Campos Munguía, Roger

Roger Campos Munguía nació en Mérida el 20 de noviembre de 1955.

Fue maestro de literatura universal e hispanoamericana de 1976 a 1983 en el Colegio Americano y de psicología rural. Becario de investigación en el Centro de Estudios Económicos y Sociales Dr. Hideyo Noguchi de la Universidad Autónoma de Yucatán (UADY). Colaborador de la Enciclopedia Yucatán en el tiempo. Miembro del consejo editorial de la revista Signos(1992). Actualmente prepara una antología de literatura yucateca, la cual abarca desde el siglo XVI hasta nuestros días y un libro sobre Pablo Picasso.
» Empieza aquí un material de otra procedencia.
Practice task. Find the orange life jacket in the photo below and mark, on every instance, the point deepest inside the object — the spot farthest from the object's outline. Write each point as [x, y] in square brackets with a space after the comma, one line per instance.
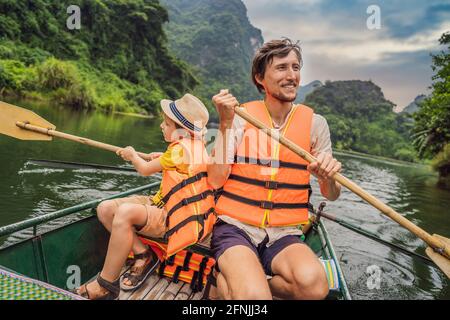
[185, 265]
[269, 184]
[188, 199]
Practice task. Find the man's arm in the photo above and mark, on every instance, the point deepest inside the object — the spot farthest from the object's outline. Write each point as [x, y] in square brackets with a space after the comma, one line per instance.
[326, 166]
[219, 168]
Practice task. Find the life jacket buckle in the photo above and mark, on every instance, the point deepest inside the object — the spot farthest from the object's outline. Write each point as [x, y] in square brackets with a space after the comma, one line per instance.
[266, 205]
[274, 163]
[271, 185]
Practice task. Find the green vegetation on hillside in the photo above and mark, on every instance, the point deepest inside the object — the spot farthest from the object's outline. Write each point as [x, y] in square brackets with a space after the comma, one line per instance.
[432, 121]
[362, 120]
[118, 60]
[216, 38]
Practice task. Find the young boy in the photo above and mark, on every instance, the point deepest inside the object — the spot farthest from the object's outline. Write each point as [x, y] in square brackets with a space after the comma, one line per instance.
[184, 192]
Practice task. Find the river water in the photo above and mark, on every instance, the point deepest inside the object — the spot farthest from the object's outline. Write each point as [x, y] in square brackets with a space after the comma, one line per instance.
[28, 190]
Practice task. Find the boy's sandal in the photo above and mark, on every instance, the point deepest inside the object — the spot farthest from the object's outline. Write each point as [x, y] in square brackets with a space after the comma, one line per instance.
[137, 275]
[112, 287]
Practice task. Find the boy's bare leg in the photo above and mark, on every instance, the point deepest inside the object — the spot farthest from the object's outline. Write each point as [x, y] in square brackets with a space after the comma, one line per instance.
[106, 211]
[298, 274]
[127, 216]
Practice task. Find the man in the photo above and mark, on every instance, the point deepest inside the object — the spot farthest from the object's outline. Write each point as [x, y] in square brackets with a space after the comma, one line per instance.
[266, 186]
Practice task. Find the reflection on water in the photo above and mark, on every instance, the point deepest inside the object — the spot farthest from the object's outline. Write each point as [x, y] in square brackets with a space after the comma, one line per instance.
[28, 190]
[409, 190]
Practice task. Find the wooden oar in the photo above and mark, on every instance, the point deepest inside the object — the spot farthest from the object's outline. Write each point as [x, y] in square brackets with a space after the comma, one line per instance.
[77, 165]
[14, 119]
[439, 250]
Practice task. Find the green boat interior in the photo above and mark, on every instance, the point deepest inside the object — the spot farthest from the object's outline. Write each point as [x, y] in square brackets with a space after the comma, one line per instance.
[54, 259]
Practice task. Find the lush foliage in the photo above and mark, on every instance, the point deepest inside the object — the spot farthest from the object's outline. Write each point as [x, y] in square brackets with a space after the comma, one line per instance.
[432, 121]
[215, 37]
[361, 119]
[117, 60]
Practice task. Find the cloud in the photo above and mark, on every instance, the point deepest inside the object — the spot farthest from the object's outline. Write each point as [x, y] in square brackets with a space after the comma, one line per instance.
[337, 45]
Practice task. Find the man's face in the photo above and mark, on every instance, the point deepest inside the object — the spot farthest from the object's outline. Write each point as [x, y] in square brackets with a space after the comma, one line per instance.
[282, 77]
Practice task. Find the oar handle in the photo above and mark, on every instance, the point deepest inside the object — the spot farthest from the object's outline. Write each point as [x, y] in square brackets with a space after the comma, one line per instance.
[71, 137]
[435, 243]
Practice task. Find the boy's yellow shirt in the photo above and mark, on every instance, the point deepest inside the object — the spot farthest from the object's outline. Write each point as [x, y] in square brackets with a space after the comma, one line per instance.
[171, 159]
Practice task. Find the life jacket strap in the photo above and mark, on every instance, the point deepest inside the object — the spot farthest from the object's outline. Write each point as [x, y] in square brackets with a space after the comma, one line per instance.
[200, 218]
[270, 184]
[176, 274]
[187, 259]
[266, 204]
[181, 185]
[273, 163]
[187, 201]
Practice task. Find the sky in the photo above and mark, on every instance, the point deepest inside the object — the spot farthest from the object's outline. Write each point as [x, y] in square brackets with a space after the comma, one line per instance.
[347, 40]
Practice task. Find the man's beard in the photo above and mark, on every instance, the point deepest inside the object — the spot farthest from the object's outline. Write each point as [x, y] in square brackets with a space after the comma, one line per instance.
[284, 98]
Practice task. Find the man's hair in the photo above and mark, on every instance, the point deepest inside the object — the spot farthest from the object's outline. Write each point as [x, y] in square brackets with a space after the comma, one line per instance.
[264, 56]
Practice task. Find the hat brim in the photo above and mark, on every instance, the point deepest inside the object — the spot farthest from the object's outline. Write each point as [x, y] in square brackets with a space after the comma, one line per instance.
[165, 106]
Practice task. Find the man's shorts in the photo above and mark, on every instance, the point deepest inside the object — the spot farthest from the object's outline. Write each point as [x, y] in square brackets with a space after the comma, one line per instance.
[156, 217]
[226, 235]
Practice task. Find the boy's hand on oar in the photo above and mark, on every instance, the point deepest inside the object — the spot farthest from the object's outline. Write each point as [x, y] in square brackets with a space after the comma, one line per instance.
[325, 166]
[154, 155]
[225, 103]
[127, 154]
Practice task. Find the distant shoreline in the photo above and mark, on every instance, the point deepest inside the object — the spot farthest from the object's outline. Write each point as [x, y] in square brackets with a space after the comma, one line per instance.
[368, 155]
Sus primeros trabajos literarios los publicó en la antología Siete poetas, poesía joven de Yucatán (1979). Junto con Joaquín Bestard, fundó y dirigió el taller de literatura de la UADY, 1986-1988.

Diseñó y coordinó en ese mismo lapso, con Francisco López Cervantes, el programa editorial del Instituto de Cultura de Yucatán (ICY).

Ha publicado sus trabajos en Síntesis (1977), El Búho (suplemento cultural del Diario del Sureste), “Ahora”, “Contraseña”, “Integración”, “Camaleón” (1991-1992), “México en el Arte” y “Unicornio” (suplemento del periódico “Por Esto!”). Fue coordinador editorial de la revista “Páginas” (1986-1987) y miembro del Consejo Editorial del Gobierno del Estado.

En 1986 participó en el encuentro de Escritores en Tuxtla Gutiérrez, Chiapas.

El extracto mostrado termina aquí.